El Capitán de nuestra salvación había preparado a su siervo para el último gran conflicto. Redimido por el sacrificio de Cristo, purificado de sus pecados por su sangre y revestido de su justicia, Pablo llevaba el testimonio en sí mismo de que su alma era preciosa a la vista de su Redentor. Su vida estaba escondida con Cristo en Dios, y él estaba persuadido de que el que había vencido a la muerte era capaz de guardar lo que le había confiado. Su mente captó la promesa del Salvador: "Y ésta es la voluntad del que me ha enviado: Que todo aquel que ve al Hijo, y cree en él, tenga vida eterna; y yo le resucitaré en el día postrero" (Juan 6: 40). Sus pensamientos y esperanzas estaban concentrados en la segunda venida de su Señor. Y cuando la espada del verdugo descendió y las sombras de la muerte invadieron el alma del mártir, surgió su último pensamiento, que será el primero que tendrá en ocasión del gran despertar, de salir al encuentro del Dador de la vida para recibir la bienvenida al gozo de los bienaventurados.
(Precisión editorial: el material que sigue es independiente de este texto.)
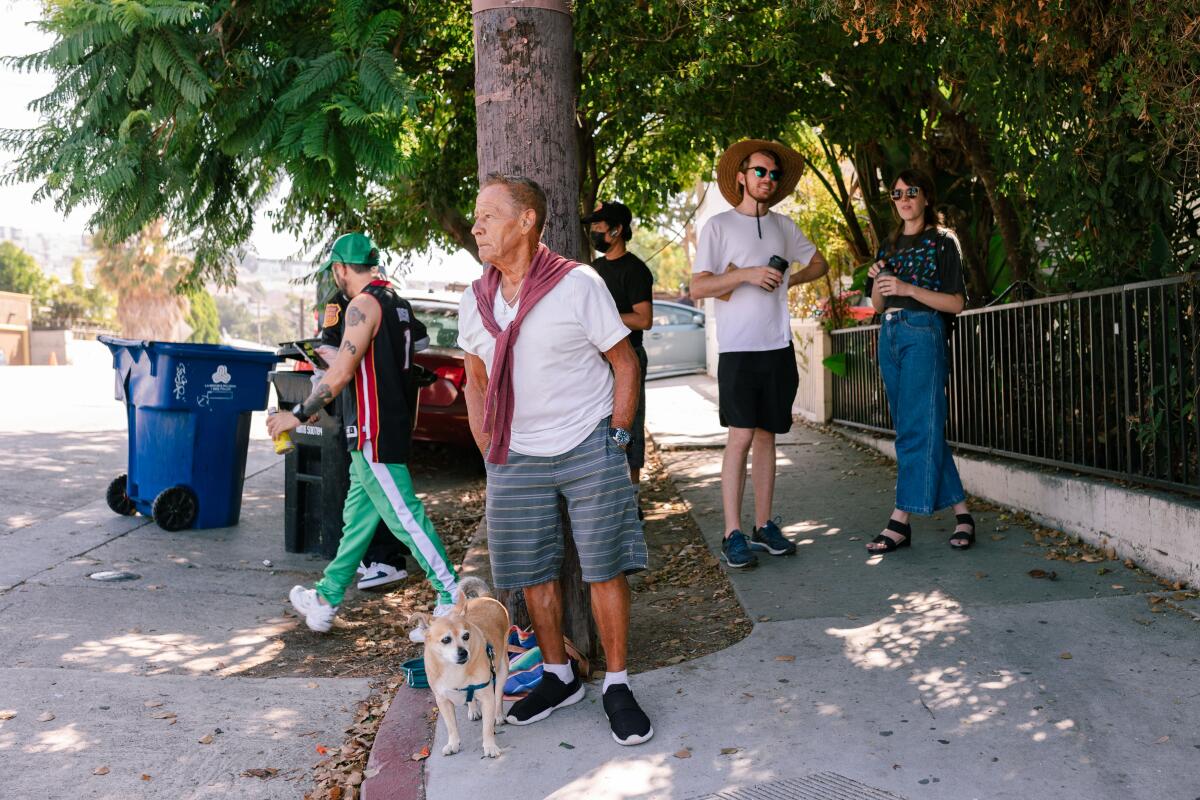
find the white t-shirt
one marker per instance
(561, 380)
(751, 319)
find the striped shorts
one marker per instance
(525, 535)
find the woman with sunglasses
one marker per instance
(917, 286)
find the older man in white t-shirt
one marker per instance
(745, 259)
(551, 392)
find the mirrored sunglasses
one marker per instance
(912, 191)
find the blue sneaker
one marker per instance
(769, 537)
(737, 552)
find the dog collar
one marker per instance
(474, 687)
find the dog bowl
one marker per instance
(414, 673)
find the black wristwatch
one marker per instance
(621, 437)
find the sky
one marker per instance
(18, 209)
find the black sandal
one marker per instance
(889, 543)
(967, 536)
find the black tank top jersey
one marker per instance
(378, 405)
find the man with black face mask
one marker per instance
(630, 283)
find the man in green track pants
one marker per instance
(371, 372)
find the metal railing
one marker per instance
(1102, 382)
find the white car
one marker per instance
(675, 346)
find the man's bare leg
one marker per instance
(762, 475)
(733, 476)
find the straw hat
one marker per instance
(790, 161)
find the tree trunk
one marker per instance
(525, 106)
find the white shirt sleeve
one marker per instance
(595, 308)
(471, 326)
(799, 247)
(708, 250)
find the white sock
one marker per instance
(611, 678)
(563, 672)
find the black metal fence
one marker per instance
(1103, 382)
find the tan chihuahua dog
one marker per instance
(467, 663)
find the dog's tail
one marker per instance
(471, 588)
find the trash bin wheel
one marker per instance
(175, 509)
(118, 499)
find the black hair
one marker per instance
(923, 181)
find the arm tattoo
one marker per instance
(317, 401)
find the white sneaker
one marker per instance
(379, 575)
(317, 613)
(418, 633)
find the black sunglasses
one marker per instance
(762, 172)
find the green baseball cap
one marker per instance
(353, 248)
(348, 248)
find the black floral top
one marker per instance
(930, 259)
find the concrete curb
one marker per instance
(405, 731)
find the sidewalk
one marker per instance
(133, 689)
(928, 673)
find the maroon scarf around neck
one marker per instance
(546, 270)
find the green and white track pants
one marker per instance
(385, 492)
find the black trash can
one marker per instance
(317, 473)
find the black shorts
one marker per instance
(757, 389)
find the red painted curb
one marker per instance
(405, 731)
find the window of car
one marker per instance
(441, 322)
(669, 316)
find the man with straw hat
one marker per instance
(745, 259)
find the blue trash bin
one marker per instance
(189, 410)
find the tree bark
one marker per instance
(525, 106)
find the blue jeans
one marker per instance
(913, 360)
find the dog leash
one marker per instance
(474, 687)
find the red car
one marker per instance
(442, 411)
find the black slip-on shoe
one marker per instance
(629, 723)
(550, 693)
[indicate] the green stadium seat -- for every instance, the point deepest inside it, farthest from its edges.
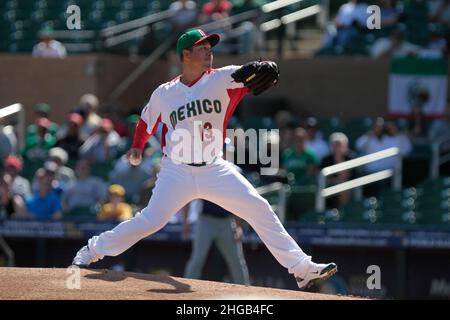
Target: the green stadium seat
(300, 200)
(84, 213)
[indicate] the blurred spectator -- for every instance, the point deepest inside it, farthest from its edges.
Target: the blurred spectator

Casi veinte siglos han pasado desde el momento cuando el anciano Pablo derramó su sangre para ser testigo de la Palabra de Dios y del verdadero testimonio de Cristo. Ninguna mano fiel registró para las generaciones venideras las últimas escenas de la vida de este santo; pero la inspiración ha conservado para nosotros su testimonio de moribundo. 335
Como sonido de trompeta ha resonado su voz a través de las edades, infundiendo su propio valor a miles de testigos de Cristo, y despertando a miles de corazones angustiados con el eco de su propio clamor de triunfo: "Porque yo ya estoy para ser sacrificado, y el tiempo de mi partida está cercano. He peleado la buena batalla, he acabado la carrera, he guardado la fe. Por lo demás, me está guardada la corona de justicia, la cual me dará el Señor, juez justo, en aquel día; y no sólo a mí, sino también a todos los que aman su venida" (2 Tim. 4: 6-8). 336
(La Historia de la Redención de E.G.de White)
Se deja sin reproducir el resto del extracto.